A few of these organizations remained vibrant into the 1980s and played significant roles in the Central America solidarity movement, Jesse Jackson’s presidential campaigns, and the Rainbow Coalition. But by this time they were a disparate set of competing parties rather than any kind of identifiable trend. And even these were shattered by the profound crisis which overtook every section of world communism beginning in the mid-1980s. CWP transformed itself into the non-Leninist New Democratic Movement in 1984 and then disintegrated altogether; Line of March officially disbanded in 1989 and the League of Revolutionary Struggle in 1990; the OL/CP (ML) and most of the other groups from Maoism’s first wave had collapsed earlier in the 1980s.

Today only a few organizational remnants of 1970s Maoism survive – and these are either tiny or unrecognizable as Maoist or both.
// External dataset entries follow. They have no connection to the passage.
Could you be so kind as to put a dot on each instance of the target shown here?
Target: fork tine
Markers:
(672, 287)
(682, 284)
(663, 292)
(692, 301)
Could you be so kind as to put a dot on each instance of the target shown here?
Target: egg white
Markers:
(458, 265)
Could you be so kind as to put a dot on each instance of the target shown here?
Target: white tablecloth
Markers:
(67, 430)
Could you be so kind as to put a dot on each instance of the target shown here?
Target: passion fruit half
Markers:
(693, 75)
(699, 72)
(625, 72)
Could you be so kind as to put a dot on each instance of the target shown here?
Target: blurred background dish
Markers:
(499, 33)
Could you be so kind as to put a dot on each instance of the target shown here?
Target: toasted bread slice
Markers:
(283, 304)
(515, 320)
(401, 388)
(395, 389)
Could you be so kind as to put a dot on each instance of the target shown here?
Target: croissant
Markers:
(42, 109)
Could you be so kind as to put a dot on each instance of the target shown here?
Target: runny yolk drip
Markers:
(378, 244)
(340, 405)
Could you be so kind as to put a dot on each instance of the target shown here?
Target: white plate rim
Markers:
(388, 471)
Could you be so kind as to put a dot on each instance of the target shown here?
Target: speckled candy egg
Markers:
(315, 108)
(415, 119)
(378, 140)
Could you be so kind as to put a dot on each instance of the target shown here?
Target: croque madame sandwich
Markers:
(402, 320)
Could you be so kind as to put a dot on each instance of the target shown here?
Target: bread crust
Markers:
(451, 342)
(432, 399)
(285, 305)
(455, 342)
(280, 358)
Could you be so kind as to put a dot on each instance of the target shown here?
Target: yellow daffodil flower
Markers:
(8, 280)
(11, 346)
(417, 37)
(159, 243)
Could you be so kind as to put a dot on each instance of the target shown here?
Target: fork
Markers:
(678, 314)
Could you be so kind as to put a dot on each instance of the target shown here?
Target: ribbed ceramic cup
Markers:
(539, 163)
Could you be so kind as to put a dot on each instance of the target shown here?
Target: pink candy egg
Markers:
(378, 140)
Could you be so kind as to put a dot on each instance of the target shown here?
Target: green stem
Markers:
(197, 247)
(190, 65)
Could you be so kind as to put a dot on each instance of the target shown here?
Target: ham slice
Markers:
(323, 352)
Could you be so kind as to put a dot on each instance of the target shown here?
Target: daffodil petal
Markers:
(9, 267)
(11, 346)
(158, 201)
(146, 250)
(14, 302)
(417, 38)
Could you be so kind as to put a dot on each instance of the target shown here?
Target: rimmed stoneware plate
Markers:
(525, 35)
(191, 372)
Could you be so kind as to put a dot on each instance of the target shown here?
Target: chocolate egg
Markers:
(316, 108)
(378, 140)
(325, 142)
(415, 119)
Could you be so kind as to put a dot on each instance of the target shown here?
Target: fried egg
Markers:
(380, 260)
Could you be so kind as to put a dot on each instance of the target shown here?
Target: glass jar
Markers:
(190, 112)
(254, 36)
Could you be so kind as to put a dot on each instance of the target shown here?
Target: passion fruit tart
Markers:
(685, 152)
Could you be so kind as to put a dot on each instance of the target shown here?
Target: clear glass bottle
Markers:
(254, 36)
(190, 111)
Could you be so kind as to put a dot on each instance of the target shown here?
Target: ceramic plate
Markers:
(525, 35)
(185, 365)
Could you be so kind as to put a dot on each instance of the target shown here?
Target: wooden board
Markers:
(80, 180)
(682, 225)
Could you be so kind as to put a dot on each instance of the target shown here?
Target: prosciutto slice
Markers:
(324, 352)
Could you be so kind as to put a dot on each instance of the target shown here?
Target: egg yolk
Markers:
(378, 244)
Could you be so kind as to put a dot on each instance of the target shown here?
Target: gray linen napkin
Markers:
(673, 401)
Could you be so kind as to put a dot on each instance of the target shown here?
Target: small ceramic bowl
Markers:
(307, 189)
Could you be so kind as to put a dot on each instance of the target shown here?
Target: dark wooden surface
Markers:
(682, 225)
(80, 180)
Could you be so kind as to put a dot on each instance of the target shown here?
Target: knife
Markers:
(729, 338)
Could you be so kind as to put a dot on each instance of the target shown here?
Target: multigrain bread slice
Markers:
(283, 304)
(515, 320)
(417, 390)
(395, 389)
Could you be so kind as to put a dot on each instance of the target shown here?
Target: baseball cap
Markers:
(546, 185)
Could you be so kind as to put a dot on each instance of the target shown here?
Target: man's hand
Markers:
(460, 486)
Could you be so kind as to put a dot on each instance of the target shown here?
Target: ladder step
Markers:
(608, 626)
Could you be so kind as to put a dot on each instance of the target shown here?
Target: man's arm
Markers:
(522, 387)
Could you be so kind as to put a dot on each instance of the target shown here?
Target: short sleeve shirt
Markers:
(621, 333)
The RCP and the Maoist Internationalist Movement (the only two groups which would admit to the Maoist label), as well as PL, exist as minuscule sects totally isolated from the rest of the Left. The small Freedom Road Socialist Organization (formed via a merger of the Proletarian Unity League and a shrunken Revolutionary Workers Headquarters) carries on without any regular press or public presence. The bigger and more active League of Revolutionaries for a New America can trace its roots to the now-disbanded CLP but today it is neither explicitly Marxist-Leninist nor a political party.

Far more numerous are the thousands of individuals who passed through New Communism and now play influential roles in various social movements, especially in the trade unions and in communities of color. But the diverse lessons they have drawn from their Maoist experience do not add up to a coherent set of politics. By the late 1990s, it seemed that the popular 1970s Maoist prediction, “The Future Is Bright, The Road Is Tortuous” had proven only half correct – and not the inspiring half that once infused U.S. Maoism with tremendous self-confidence and revolutionary zeal.